Son fails to cast a spell
The film gets off to a rousing start as we see the escape of one Mother Malkin (Julianne Moore), a rather malevolent witch who’s been incarcerated by the Spook, Master Gregory (Jeff Bridges). This is a rather thankless job, as he’s been deputed to deal with all supernatural threats that come his way. To be sure, he’s well paid for his services, but it’s a dangerous profession, as evidenced by the number of apprentices who’ve failed to survive their period of tutelage. However, Gregory is forced to take on a new charge as the coming of the Blood Moon, a once-in-a-century occurrence, is giving Malkin and her ilk more power than ever, and he’s in need of help as she’s marshaling her forces to do whatever it is that evil witches do. Having heard of the existence of a seventh son born of a seventh son, he seeks out the young man in question, Tom Ward (a fine Ben Barnes), knowing that the circumstances of his birth will give him special powers. Their ensuing partnership is a tenuous one, made more so by the fact that Gregory has only a week to train his apprentice before the Blood Moon is full and Malkin and her supernatural army begin their onslaught on humanity.

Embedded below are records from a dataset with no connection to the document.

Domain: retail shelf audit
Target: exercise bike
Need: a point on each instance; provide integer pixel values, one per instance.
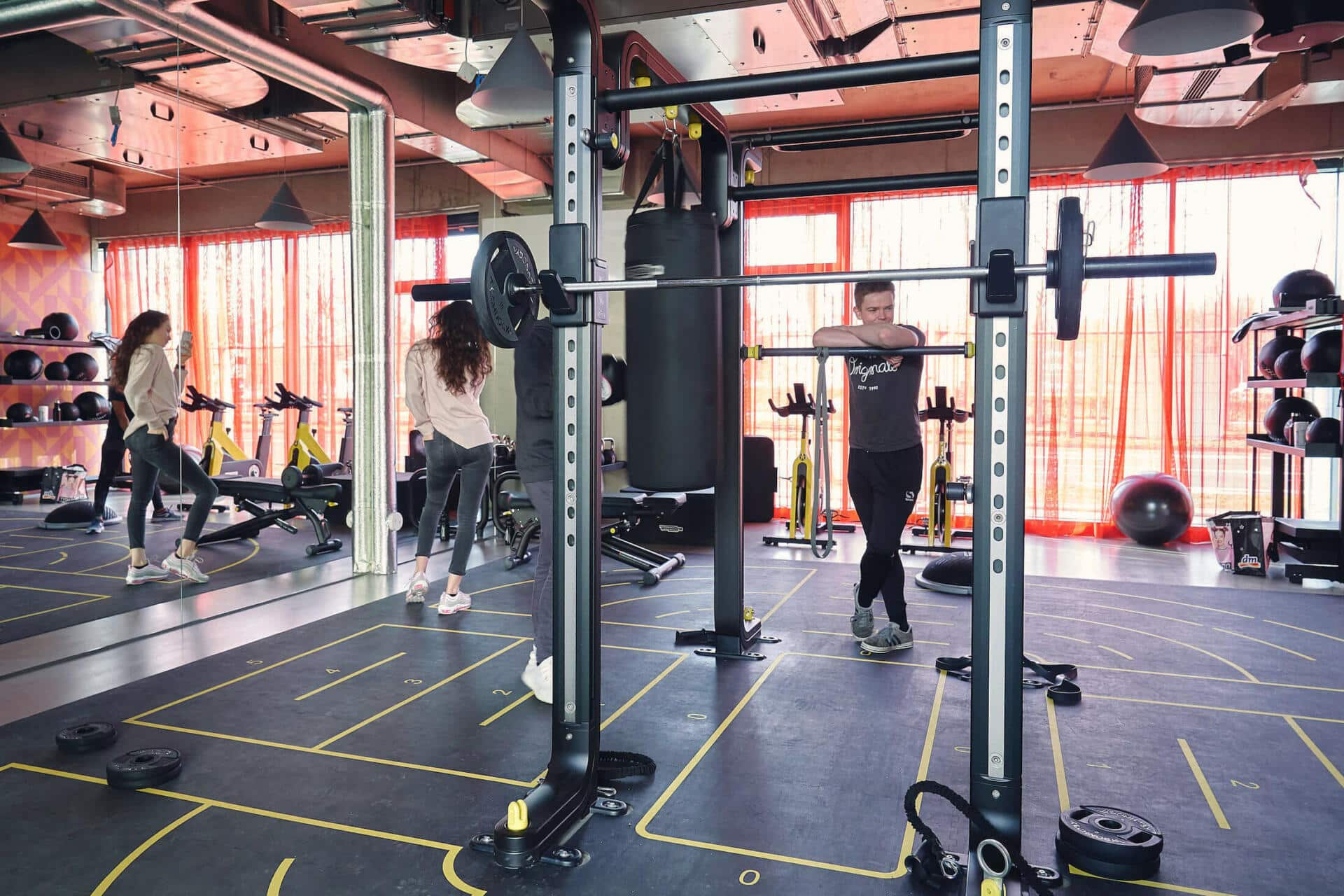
(220, 456)
(944, 489)
(804, 514)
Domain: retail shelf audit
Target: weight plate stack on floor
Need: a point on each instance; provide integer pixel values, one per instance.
(147, 767)
(1110, 843)
(86, 738)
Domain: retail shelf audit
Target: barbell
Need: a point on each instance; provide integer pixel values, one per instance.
(505, 286)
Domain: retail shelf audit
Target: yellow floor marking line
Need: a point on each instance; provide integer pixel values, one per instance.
(1203, 785)
(451, 849)
(279, 878)
(332, 684)
(140, 850)
(1109, 625)
(643, 827)
(335, 754)
(1051, 634)
(1307, 630)
(244, 678)
(1060, 783)
(1139, 597)
(421, 694)
(1316, 751)
(1154, 615)
(643, 691)
(785, 598)
(517, 703)
(1238, 634)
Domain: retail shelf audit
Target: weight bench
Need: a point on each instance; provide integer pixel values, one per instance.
(305, 500)
(620, 510)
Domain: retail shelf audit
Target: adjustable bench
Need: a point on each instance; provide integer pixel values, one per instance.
(249, 493)
(620, 511)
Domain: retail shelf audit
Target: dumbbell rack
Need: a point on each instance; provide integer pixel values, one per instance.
(1310, 548)
(45, 383)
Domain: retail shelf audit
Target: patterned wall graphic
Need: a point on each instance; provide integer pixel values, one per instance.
(34, 284)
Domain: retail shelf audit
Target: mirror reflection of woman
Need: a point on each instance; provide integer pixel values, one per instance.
(152, 386)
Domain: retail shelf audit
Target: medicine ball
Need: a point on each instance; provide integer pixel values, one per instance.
(83, 367)
(1296, 289)
(1276, 418)
(1324, 430)
(1322, 354)
(93, 406)
(1289, 365)
(23, 365)
(61, 326)
(19, 413)
(1272, 349)
(1152, 508)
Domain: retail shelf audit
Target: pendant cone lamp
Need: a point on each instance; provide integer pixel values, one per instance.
(518, 89)
(286, 213)
(1177, 27)
(1126, 155)
(36, 235)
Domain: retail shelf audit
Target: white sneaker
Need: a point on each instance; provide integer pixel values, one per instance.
(538, 678)
(451, 603)
(420, 584)
(187, 568)
(148, 573)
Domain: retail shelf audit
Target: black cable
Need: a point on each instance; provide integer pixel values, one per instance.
(1030, 874)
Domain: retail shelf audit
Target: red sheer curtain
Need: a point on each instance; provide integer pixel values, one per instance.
(1154, 383)
(276, 308)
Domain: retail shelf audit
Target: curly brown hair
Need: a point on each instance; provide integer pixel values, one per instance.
(137, 332)
(463, 355)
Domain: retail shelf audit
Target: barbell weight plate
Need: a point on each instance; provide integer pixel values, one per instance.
(1069, 269)
(503, 257)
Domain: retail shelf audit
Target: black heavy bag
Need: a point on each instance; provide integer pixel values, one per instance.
(672, 343)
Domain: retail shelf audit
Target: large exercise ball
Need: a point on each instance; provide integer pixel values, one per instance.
(1322, 352)
(61, 326)
(1323, 430)
(1296, 289)
(23, 365)
(1272, 349)
(19, 413)
(1276, 418)
(83, 367)
(93, 406)
(1152, 508)
(1289, 365)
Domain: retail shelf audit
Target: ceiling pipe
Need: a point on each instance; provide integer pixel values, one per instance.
(24, 16)
(371, 195)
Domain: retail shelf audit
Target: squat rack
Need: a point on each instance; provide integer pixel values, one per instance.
(539, 827)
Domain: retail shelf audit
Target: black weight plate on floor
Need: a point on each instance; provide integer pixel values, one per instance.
(147, 767)
(500, 257)
(86, 738)
(1069, 269)
(1110, 836)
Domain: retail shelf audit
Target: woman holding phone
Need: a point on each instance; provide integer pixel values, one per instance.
(152, 386)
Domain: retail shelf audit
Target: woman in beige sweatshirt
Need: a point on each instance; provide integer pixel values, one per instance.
(152, 386)
(445, 375)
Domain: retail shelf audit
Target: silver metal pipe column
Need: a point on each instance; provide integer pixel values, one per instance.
(371, 122)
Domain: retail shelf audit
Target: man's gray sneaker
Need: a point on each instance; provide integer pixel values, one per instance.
(889, 638)
(862, 620)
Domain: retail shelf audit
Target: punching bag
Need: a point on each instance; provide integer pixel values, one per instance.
(672, 347)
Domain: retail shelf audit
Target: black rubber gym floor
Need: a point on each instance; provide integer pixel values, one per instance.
(359, 754)
(57, 578)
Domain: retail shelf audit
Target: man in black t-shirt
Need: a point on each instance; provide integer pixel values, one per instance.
(886, 456)
(113, 451)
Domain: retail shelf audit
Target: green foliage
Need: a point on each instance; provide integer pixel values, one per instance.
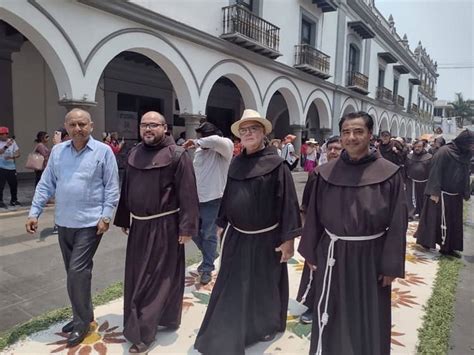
(433, 336)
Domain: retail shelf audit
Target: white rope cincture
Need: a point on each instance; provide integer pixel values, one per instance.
(444, 227)
(147, 218)
(326, 290)
(413, 195)
(308, 286)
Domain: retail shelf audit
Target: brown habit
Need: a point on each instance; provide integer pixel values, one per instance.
(418, 169)
(360, 198)
(157, 179)
(449, 173)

This is pretty standard stuff narratively, and, as adapted by Charles Leavitt and Steven Knight, the script hits all of the expected plot points right on schedule. Gregory and Tom bicker and fight, the young man fails one test after another, realizes his potential at a very opportune time, the day is saved and things are left wide open for a sequel. Plenty of good movies have been made following this template, and many more will. Son isn’t so much a bad movie as an uninspired one, as it feels as if Bodrov rushed through the list of scenes he was required to stage, checked them off and rushed to the next, never bothering to think of an imaginative way to frame or film them.
Hardly helping the cause are the flimsy special effects that are employed far too often as Malkin and her sisters are able to turn into dragons, which is a nifty party trick no matter what century you are living in. These transformations are awkward and clunky and break the spell Bodrov labors to cast. Films of this sort must find a comfortable balance between reality and fantasy, and the former is glimpsed at times when Gregory and Tom have their numerous teacher/student moments. However, scenes in which dragons soar, warlocks turn to leopards and giants are in hot pursuit are rendered in a barely passable manner and we’re never completely transported to another world as we’re supposed to be.
Of course, that’s not from lack of trying on Moore’s part. A consummate professional all the way, she tries to find something distinctive about Malkin but fails to make the character nothing more than your standard witch that can turn into a dragon. However, it must be noted that she really rocks her Goth wardrobe. As for Bridges, I spent nearly the entire running time of the film trying to figure out how to describe his odd voice. If you can imagine Sean Connery speaking with a mouthful of cotton, that’s a rough idea of what the actor sounds like. Bridges’ vocal choice is a distraction throughout, and I got the sense that maybe he thought he was making a comedy instead of a period fantasy. The actor and the movie both wear out their welcome, as Son winds up being a long, dull haul rather than a rousing adventure.